Schoolteacher John Mark Karr won't be charged with the murder of six-year-old JonBenet Ramsey after tests showed his DNA does not match DNA found in her underwear.
Source:
AFP, Reuters
29 Aug 2006 - 12:00 AM  UPDATED 22 Aug 2013 - 12:18 PM

"The warrant on Mr. Karr has been dropped by the district attorney," Karr's
lawyer Seth Temin told reporters.

"They are not proceeding with this case. We are deeply distressed by the fact that they took this man and dragged him here from Bangkok, Thailand with no forensic evidence confirming the allegations against him and no supporting factors leading to a presumption that he did anything wrong," Mr Temin said.

"The DNA associated with the victim in this case does not match John Mark Karr," District Attorney Mary Lacy said later.

"The family of Mr Karr cooperated by providing circumstantial evidence that Mr Karr spent Christmas with his family in Atlanta, Georgia," at the time of the 1996 murder, he said.

After initially say that they would release Karr, 41, the Boulder County sheriff has detained him to face child pornography charges.

The announcement that no charges would be brought against Karr came just hours before he was due for his first Colorado court appearance.

Legal experts said it would be difficult to bring the case to trial without a DNA match as scepticism grew over Karr's claims to have been with the former Little Miss Colorado when she died.

Evidence disclosed

Prosecutors have disclosed none of their evidence against Karr who, after his arrest in Thailand, professed his love for child beauty queen JonBenet and said she died by "accident".

Under Colorado law, formal charges usually must come within 72 hours of a defendant's initial court appearance.

The DNA found on the little girl's underwear was identified as belonging to a white male but has never been matched to a suspect in the murder, which for 10 years has baffled police and fascinated Americans.

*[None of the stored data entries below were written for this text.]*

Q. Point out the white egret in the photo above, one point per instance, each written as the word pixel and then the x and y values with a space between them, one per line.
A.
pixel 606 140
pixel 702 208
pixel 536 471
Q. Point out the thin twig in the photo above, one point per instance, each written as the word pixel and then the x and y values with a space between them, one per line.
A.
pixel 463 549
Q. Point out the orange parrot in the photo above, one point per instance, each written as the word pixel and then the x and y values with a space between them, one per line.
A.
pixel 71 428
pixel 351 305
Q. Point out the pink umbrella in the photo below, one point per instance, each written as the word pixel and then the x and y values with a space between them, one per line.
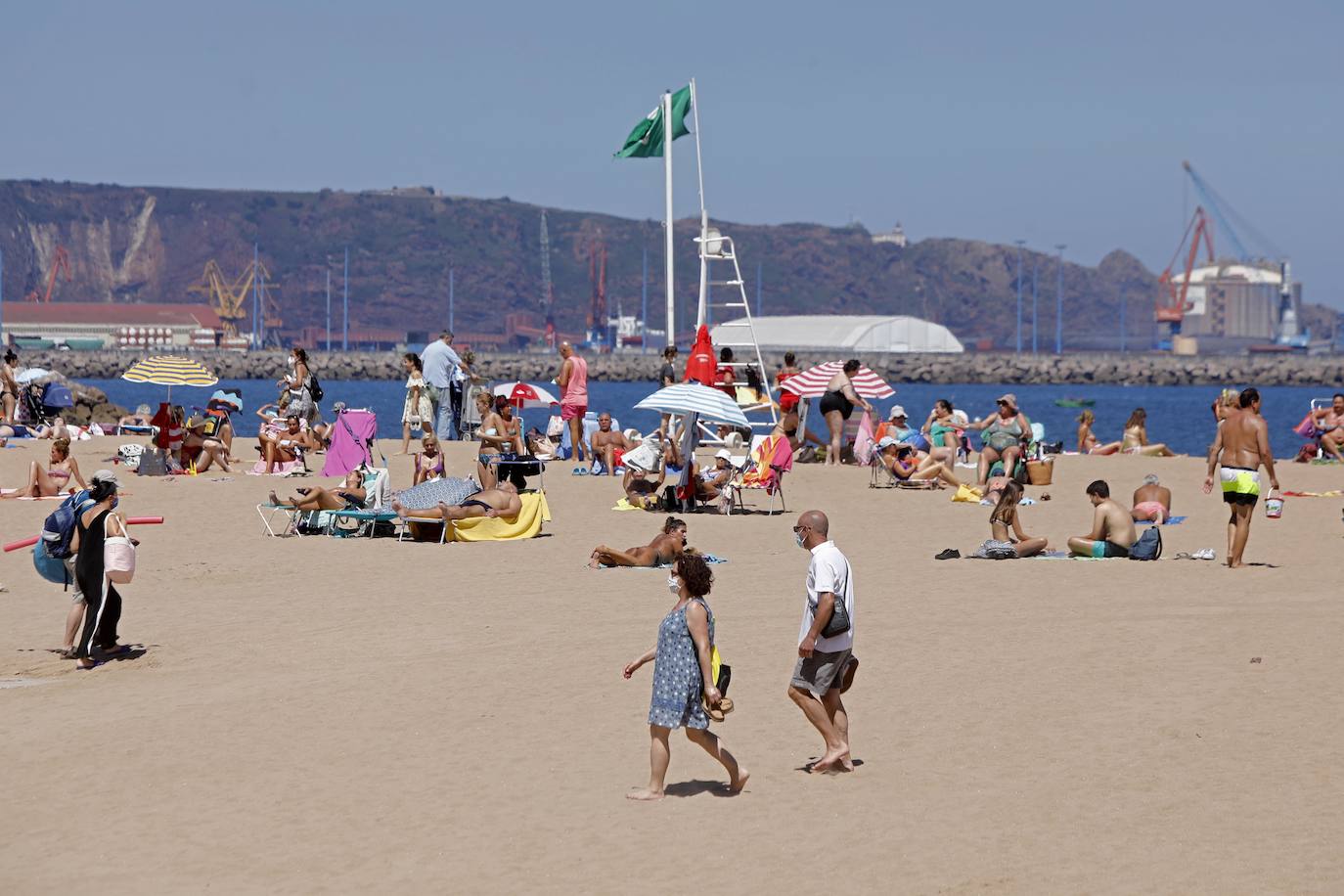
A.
pixel 812 383
pixel 525 395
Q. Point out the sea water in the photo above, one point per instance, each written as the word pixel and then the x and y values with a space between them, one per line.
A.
pixel 1178 416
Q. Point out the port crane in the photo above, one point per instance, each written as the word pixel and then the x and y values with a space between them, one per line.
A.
pixel 229 297
pixel 60 265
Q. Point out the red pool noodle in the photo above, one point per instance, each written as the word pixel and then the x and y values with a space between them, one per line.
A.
pixel 135 520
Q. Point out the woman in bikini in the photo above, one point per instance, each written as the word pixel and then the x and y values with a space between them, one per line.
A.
pixel 1136 437
pixel 1005 517
pixel 428 465
pixel 56 478
pixel 837 405
pixel 347 497
pixel 1003 435
pixel 1088 442
pixel 665 547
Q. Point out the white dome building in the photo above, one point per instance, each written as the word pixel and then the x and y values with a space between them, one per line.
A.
pixel 841 334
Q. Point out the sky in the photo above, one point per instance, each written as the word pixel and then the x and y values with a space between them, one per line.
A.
pixel 1053 122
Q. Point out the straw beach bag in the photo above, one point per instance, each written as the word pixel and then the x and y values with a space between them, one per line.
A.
pixel 118 555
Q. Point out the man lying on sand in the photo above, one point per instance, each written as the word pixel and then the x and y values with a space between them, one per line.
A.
pixel 1113 529
pixel 665 547
pixel 1152 501
pixel 502 501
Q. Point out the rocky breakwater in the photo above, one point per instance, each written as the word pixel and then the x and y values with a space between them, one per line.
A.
pixel 970 367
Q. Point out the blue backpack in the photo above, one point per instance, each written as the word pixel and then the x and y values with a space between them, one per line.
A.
pixel 1149 546
pixel 60 527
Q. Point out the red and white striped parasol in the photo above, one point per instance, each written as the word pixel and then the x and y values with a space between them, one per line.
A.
pixel 812 383
pixel 525 395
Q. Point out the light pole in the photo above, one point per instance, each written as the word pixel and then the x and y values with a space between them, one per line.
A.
pixel 1020 244
pixel 1059 302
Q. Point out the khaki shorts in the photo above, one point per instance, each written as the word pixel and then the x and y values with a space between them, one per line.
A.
pixel 820 672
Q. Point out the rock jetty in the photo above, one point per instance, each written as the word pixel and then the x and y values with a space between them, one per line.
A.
pixel 970 367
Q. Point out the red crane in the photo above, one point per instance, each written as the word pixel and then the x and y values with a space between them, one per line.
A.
pixel 60 263
pixel 1172 302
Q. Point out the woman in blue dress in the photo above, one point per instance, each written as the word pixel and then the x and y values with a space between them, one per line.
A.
pixel 682 676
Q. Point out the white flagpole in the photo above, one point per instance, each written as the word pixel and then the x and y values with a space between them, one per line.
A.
pixel 667 229
pixel 704 218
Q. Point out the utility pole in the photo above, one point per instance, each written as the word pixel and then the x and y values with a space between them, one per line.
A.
pixel 1059 302
pixel 644 304
pixel 1035 294
pixel 1124 301
pixel 1020 244
pixel 758 289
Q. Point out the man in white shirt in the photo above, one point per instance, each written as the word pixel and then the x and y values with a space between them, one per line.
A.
pixel 826 664
pixel 441 366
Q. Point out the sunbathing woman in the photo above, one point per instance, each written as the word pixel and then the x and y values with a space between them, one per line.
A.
pixel 56 478
pixel 1136 437
pixel 1006 517
pixel 348 497
pixel 665 547
pixel 901 463
pixel 1088 442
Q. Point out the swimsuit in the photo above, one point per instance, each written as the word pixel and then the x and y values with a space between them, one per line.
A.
pixel 836 400
pixel 1239 485
pixel 1152 508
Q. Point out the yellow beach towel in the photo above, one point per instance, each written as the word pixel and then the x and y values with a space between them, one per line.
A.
pixel 527 525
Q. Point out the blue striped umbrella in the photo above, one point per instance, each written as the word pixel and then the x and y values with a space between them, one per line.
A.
pixel 693 398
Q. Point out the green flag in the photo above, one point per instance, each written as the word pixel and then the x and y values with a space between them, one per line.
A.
pixel 647 137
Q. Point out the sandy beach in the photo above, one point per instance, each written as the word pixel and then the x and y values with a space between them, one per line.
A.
pixel 323 715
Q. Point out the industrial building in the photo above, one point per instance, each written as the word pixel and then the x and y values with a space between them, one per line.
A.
pixel 1234 299
pixel 89 326
pixel 843 334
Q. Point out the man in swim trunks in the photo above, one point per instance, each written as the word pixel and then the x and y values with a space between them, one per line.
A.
pixel 665 547
pixel 607 445
pixel 1113 529
pixel 1240 448
pixel 1152 501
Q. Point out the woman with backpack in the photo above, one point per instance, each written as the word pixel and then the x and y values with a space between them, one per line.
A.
pixel 93 527
pixel 682 677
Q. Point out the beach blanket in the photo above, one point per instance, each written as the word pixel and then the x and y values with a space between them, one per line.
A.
pixel 707 558
pixel 527 525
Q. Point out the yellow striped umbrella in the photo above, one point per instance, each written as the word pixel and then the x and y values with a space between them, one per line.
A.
pixel 169 370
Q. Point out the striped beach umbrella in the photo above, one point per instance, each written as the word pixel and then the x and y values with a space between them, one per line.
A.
pixel 693 398
pixel 169 370
pixel 812 383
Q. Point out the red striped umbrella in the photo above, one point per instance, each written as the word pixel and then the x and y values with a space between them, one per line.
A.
pixel 812 383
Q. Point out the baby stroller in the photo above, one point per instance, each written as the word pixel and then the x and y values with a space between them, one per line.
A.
pixel 42 403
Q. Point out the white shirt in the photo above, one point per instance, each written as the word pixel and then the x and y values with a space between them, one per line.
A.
pixel 829 571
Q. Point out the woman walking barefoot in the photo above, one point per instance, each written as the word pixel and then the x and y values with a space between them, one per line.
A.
pixel 680 677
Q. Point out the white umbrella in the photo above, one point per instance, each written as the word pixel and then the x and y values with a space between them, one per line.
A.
pixel 693 398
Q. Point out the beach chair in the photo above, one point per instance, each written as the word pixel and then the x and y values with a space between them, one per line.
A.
pixel 772 457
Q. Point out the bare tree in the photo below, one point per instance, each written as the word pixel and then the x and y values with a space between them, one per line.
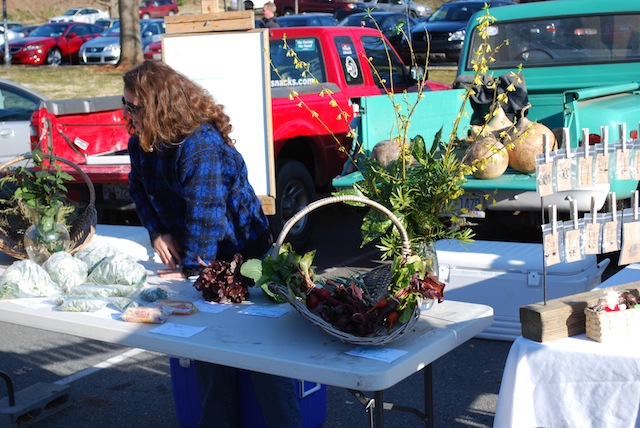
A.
pixel 130 43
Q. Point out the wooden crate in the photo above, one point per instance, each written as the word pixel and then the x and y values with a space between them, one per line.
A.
pixel 563 317
pixel 210 22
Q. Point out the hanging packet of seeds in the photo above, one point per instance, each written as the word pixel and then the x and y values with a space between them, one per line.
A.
pixel 623 154
pixel 565 165
pixel 585 162
pixel 630 252
pixel 573 230
pixel 611 227
pixel 635 158
pixel 544 169
pixel 592 238
pixel 601 168
pixel 552 239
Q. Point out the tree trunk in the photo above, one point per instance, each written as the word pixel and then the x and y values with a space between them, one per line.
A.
pixel 130 44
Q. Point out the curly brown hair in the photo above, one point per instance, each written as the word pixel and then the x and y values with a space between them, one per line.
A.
pixel 173 105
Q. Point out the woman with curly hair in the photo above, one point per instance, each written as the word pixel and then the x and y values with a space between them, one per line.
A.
pixel 191 191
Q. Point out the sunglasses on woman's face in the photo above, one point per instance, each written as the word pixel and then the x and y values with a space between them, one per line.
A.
pixel 130 107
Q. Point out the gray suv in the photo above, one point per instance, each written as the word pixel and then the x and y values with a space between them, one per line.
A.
pixel 105 49
pixel 400 6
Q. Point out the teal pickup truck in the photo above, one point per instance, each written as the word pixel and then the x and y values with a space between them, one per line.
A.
pixel 581 65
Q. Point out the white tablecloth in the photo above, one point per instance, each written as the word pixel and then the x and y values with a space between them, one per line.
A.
pixel 573 382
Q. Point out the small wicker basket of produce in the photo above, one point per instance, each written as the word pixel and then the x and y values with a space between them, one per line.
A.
pixel 373 308
pixel 80 217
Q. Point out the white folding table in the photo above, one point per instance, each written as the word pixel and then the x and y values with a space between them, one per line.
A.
pixel 288 346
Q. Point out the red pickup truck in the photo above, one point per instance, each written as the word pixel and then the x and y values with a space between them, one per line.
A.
pixel 90 131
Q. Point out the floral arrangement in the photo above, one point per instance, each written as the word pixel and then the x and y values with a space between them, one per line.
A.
pixel 420 187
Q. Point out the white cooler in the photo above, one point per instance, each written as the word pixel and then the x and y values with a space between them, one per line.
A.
pixel 508 275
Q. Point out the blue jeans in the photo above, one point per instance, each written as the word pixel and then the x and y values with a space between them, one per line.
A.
pixel 219 392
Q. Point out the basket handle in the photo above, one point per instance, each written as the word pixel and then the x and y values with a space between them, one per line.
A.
pixel 83 175
pixel 406 244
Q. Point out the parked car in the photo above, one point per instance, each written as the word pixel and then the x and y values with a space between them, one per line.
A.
pixel 107 23
pixel 17 106
pixel 388 23
pixel 105 49
pixel 157 8
pixel 403 6
pixel 446 29
pixel 153 51
pixel 307 20
pixel 88 15
pixel 287 7
pixel 11 35
pixel 52 43
pixel 25 30
pixel 12 25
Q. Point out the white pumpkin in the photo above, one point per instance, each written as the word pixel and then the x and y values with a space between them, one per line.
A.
pixel 489 157
pixel 526 141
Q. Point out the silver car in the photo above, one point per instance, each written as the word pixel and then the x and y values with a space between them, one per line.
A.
pixel 105 49
pixel 17 104
pixel 401 6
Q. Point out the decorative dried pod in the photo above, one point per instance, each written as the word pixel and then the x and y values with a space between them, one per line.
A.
pixel 387 151
pixel 489 156
pixel 499 122
pixel 525 141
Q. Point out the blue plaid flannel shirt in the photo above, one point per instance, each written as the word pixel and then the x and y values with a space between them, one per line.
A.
pixel 199 192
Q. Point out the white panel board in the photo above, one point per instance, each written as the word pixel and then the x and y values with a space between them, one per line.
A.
pixel 233 67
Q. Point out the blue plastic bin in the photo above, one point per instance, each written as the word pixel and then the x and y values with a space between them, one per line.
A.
pixel 312 398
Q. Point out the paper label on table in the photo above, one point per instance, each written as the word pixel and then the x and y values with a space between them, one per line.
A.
pixel 210 307
pixel 265 311
pixel 630 252
pixel 610 237
pixel 623 172
pixel 179 330
pixel 563 175
pixel 592 238
pixel 551 247
pixel 572 246
pixel 601 175
pixel 386 355
pixel 545 179
pixel 585 172
pixel 33 302
pixel 635 169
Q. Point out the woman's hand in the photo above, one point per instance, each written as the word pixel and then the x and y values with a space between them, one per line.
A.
pixel 169 251
pixel 171 273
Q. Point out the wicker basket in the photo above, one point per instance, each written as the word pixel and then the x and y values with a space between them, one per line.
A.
pixel 81 230
pixel 376 281
pixel 603 326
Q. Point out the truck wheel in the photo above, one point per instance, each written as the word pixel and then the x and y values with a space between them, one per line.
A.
pixel 54 57
pixel 294 191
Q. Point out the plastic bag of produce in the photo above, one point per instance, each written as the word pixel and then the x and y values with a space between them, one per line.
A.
pixel 25 278
pixel 104 290
pixel 78 304
pixel 95 253
pixel 65 270
pixel 118 269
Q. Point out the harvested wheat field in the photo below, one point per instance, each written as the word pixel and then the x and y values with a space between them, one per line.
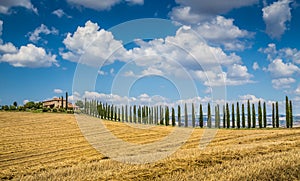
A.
pixel 48 146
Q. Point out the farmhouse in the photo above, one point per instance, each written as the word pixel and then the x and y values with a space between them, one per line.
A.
pixel 57 103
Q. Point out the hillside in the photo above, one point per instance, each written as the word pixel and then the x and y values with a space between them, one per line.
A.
pixel 48 146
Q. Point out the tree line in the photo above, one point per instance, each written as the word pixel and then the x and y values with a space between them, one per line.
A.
pixel 240 116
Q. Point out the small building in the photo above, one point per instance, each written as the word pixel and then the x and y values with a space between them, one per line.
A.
pixel 57 103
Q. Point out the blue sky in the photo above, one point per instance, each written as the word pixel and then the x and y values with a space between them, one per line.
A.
pixel 189 51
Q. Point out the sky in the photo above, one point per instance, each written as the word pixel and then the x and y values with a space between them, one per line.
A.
pixel 150 52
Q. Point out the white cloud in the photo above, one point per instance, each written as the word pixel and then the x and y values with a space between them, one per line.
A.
pixel 43 29
pixel 58 91
pixel 173 55
pixel 238 72
pixel 100 72
pixel 5 5
pixel 30 56
pixel 286 53
pixel 283 83
pixel 280 69
pixel 93 45
pixel 297 91
pixel 276 16
pixel 103 5
pixel 222 31
pixel 60 13
pixel 112 71
pixel 255 66
pixel 129 74
pixel 215 7
pixel 185 16
pixel 7 48
pixel 133 2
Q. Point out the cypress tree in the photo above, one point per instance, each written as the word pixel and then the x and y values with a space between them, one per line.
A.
pixel 224 117
pixel 287 110
pixel 179 116
pixel 232 115
pixel 208 116
pixel 227 116
pixel 277 116
pixel 273 115
pixel 291 114
pixel 201 117
pixel 167 116
pixel 193 115
pixel 173 117
pixel 259 115
pixel 265 115
pixel 185 116
pixel 249 114
pixel 238 121
pixel 253 116
pixel 243 116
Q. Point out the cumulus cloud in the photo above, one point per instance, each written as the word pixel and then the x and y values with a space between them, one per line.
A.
pixel 60 13
pixel 185 16
pixel 255 66
pixel 195 11
pixel 214 7
pixel 283 83
pixel 93 45
pixel 102 5
pixel 43 29
pixel 8 47
pixel 280 69
pixel 172 55
pixel 286 53
pixel 133 2
pixel 30 56
pixel 297 91
pixel 222 31
pixel 100 72
pixel 276 16
pixel 58 91
pixel 5 5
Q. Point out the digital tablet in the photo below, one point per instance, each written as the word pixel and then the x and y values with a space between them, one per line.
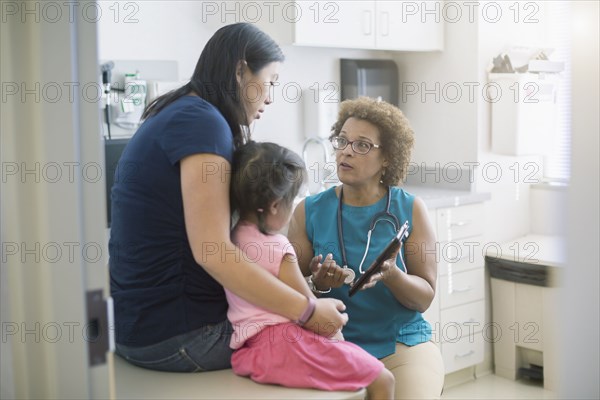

JonBenet's parents, who were once said by authorities to be under an "umbrella of suspicion" in their daughter's death, were also excluded from having left the DNA. Her mother died of cancer in June this year.

Other evidence at the crime scene included a footprint found near JonBenet's body in the basement of her home and a palm print on a nearby door.

JonBenet's father, John Ramsey, found the girl's battered body in the basement on December 26, 1996, about seven hours after her mother stumbled on a bizarre letter claiming she had been kidnapped and demanding a US$118,000 ransom.

JonBenet had been strangled to death with a garrotte made from cord and a paint brush found in her mother's paint supplies, her skull fractured and her mouth duct-taped. Forensic evidence suggests she had been sexually assaulted.

Members of Karr's family insist he was out of state at the time of JonBenet's murder and could not have been involved in the crime.